Vejamos.O bosão não está à espera que nenhuma “realidade” o demonstre. O Bosão foi predicto nos anos 60 e a sua existência foi provisoramente confirmada já este ano.Não é “uma realidade” que demostra a existência do Bosão.Ele existe ( ou não ) , a sua existência foi teorizada previamente, faltando, como acontece na Ciência muitas vezes, a confirmação dos modelos teóricos. A menos que Menos queira por “realidade” exprimir a confirmação real da sua existência mas isso é uma linguagem elementar. Tanto mais que parece mesmo que a “realidade” (assim designada por Menos) confirma a existência do Bosão ( era melhor falar no plural, mas enfim).
A extrapolação para o campo marxista torna-se assim (infelizmente para Menos) verdadeiramente empolgante.Ou seja o Bosão não esteve à espera da “confirmação da sua existência” para que fosse teorizado. Mais : os dados estavam lá´para se ter chegado ao Modelo Padrão das partículas.A experimentaçãp ( a “realidade” na linguagem de Menos?) parece que de facto confirma a sua existência.
Ora nesta escala comparativa o Marxismo sai muito elogiado (domage).Porque não estamos no domínio da fé , como beatamente Menos nos quer fazer crer, mas estamos no mundo exactamente oposto.
Deve causar verdadeira repulsa a Menos ouvir ler a cada instante que Marx tinha razão em muito do que escreveu.Por exemplo no ano de 2008,durante a chamada crise do sistema financeiro,dizia o próprio ministro alemão das Finanças Peer Steinbrück fazendo uma referência a Marx no contexto da tal crise financeira.
«Certas partes da teoria de Marx tornam-se agora verdadeiras»,
Um germanófio como Menos ouvir tal da boca de um alemão deve de facto deixá-lo à beira de um estado de nervos, o que pode justificar em parte as suas vacuidades (dele,Menos) argumentativas a respeito de Marx.
Confirma-se: não é ciência, é pau para toda a colher…
Humm.
Muda o ano e Menos não muda.
Vejamos: perante um post de uma clareza notável ( a apreciação é minha) Menos esbraceja e passa a defender uma espécie de tese sem pés nem cabeça, indicador que nem lê o que se escreve. Como é hábito investe da forma que investe sempre que é posta em causa uma das cabeças da hidra.

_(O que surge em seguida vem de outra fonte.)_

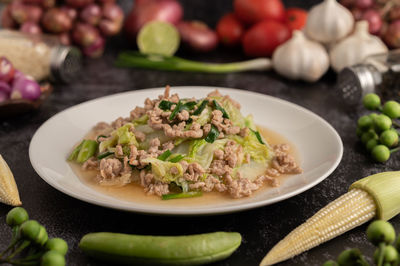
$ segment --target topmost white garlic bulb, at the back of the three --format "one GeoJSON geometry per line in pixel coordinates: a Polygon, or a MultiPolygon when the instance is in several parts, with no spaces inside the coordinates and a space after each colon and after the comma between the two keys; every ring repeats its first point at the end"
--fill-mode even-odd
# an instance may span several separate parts
{"type": "Polygon", "coordinates": [[[346,37],[353,26],[354,18],[347,8],[336,0],[325,0],[308,13],[305,32],[315,41],[331,43],[346,37]]]}

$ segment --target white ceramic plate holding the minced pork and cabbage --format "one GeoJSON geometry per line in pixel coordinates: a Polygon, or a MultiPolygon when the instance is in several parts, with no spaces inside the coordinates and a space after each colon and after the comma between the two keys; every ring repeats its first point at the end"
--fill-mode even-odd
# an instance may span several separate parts
{"type": "MultiPolygon", "coordinates": [[[[181,97],[205,97],[216,88],[174,87],[181,97]]],[[[292,142],[299,153],[304,172],[290,176],[278,188],[265,189],[253,197],[171,207],[158,203],[132,202],[100,193],[87,186],[66,162],[71,147],[99,121],[111,122],[129,116],[130,110],[155,98],[163,88],[115,94],[68,108],[46,121],[35,133],[29,147],[31,163],[44,181],[74,198],[126,211],[199,215],[227,213],[260,207],[297,195],[324,180],[339,164],[343,145],[337,132],[325,120],[292,103],[254,92],[218,88],[242,105],[242,113],[253,114],[258,125],[269,128],[292,142]]],[[[178,200],[177,200],[178,201],[178,200]]],[[[173,201],[168,201],[173,202],[173,201]]]]}

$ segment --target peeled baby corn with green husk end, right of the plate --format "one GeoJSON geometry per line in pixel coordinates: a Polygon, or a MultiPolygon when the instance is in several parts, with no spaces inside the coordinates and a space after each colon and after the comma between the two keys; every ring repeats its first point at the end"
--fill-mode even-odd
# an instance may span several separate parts
{"type": "Polygon", "coordinates": [[[388,220],[400,212],[400,171],[363,178],[350,191],[318,211],[276,244],[261,261],[273,265],[320,245],[373,217],[388,220]]]}

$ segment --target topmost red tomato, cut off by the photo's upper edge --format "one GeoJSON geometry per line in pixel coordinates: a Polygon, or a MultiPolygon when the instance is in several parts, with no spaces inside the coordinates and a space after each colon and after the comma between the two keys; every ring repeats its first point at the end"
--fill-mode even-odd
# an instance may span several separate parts
{"type": "Polygon", "coordinates": [[[235,0],[233,7],[237,17],[247,24],[266,19],[285,20],[285,7],[281,0],[235,0]]]}

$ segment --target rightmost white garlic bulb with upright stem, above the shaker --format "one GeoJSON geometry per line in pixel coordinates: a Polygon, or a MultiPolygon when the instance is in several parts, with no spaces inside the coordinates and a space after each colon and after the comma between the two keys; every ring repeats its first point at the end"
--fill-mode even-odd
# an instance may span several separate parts
{"type": "Polygon", "coordinates": [[[329,53],[331,65],[336,72],[345,67],[359,64],[368,56],[388,51],[376,36],[369,34],[368,22],[357,22],[352,35],[336,44],[329,53]]]}

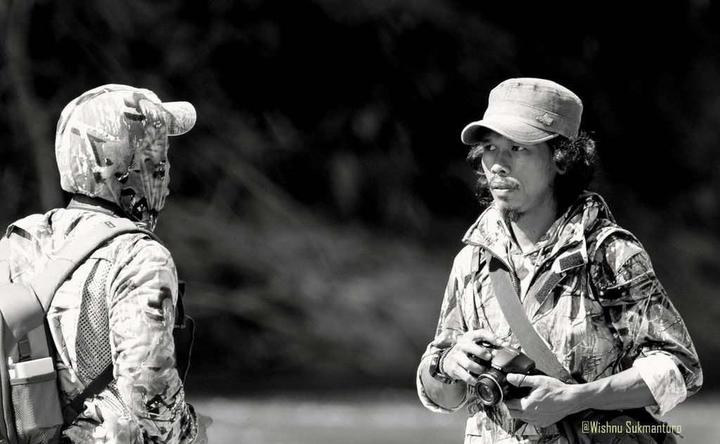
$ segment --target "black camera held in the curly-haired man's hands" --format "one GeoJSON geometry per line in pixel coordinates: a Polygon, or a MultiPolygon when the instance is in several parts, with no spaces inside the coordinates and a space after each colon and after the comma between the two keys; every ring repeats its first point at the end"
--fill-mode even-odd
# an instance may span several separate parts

Volta-se depois para Marx..Tenta fugir ao apontar dos seus disparates escritos sobre os pobres dos bancos,Ao mesmo tempo faz aquilo que tenta, a saber,afastar-se mais um pouco do verdadeiro tema do post.
Vai de volta e volta-se para a física das partículas.Fala com a ligeireza própria de alguns charlatões. Apontado o facto, registado o seu incómodo perante Marx, a Menos mais não resta do que isto que resta – a fuga.

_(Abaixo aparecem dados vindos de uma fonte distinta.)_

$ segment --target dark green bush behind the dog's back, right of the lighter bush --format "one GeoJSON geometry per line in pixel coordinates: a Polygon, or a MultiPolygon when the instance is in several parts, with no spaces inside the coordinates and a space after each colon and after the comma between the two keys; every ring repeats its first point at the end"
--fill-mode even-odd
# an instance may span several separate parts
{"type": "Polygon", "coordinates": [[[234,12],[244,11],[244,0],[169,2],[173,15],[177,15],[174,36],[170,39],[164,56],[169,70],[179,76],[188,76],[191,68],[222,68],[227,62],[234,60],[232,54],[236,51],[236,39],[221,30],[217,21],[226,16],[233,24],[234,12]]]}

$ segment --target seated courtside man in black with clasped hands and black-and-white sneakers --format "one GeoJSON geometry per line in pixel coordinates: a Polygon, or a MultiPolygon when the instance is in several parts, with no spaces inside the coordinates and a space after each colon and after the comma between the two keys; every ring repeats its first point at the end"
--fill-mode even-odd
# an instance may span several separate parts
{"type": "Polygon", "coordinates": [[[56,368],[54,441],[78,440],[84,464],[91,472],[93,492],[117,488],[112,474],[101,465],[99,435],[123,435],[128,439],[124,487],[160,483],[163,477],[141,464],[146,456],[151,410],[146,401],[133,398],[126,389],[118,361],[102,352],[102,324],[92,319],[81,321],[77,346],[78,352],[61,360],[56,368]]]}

E nesse processo repete, qual personagem de literatura que me abstenho de citar, um seu estribilho onde se tenta acoitar.
🙂
Camaradas; desejo um bom ano a todos.
Se no ano que entra os nossos inimigos não se renderem temos que intensificar a luta.
Ter ininigos já é um bom começo de ano, para quem a luta é a razão de existir!
A defesa sublimiar do consentir e calar sempre me fez espécie.
(Travestida de que veste seja..Mesmo que com a simplificação germanófila habitual).
Um bom ano Novo Carlos, extensivo ao autor do post e a todos os que se negam a aceitar este status quo duma sociedade podre e tão desigual
Obrigado, Carlos Carapeto.
Faço votos que as lutas de 2014 sejam, acima de tudo, consequentes. Bom ano para todos os que moram nesta barricada. Como não pode ser bom para ambos os lados, para o outro lado nem sequer desejo nada.
Então e a “esquerda” do PS não era o António Costa? E então o Carvalho da Silva não apoiou o António Costa desde a sua primeira eleição? E depois vêem falar de congressos das alternativas, aula magnas e sucedâneos…. Ora porra para estas agremiações pequeno-burguesas!
É preciso que a classe operária, os trabalhadores e os pobres da cidade e do campo se organizem como movimento independente destes canalhas que se dizem “notáveis” de “esquerda”. E as organizações operárias existentes têm deixar de dar uma no cravo e outra na ferradura. Não há constituição que nos salve, quando a encruzilhada está entre ser escravo ou ser revolucionário. E que se fodam todas as instituições burguesas! Todas sem excepção!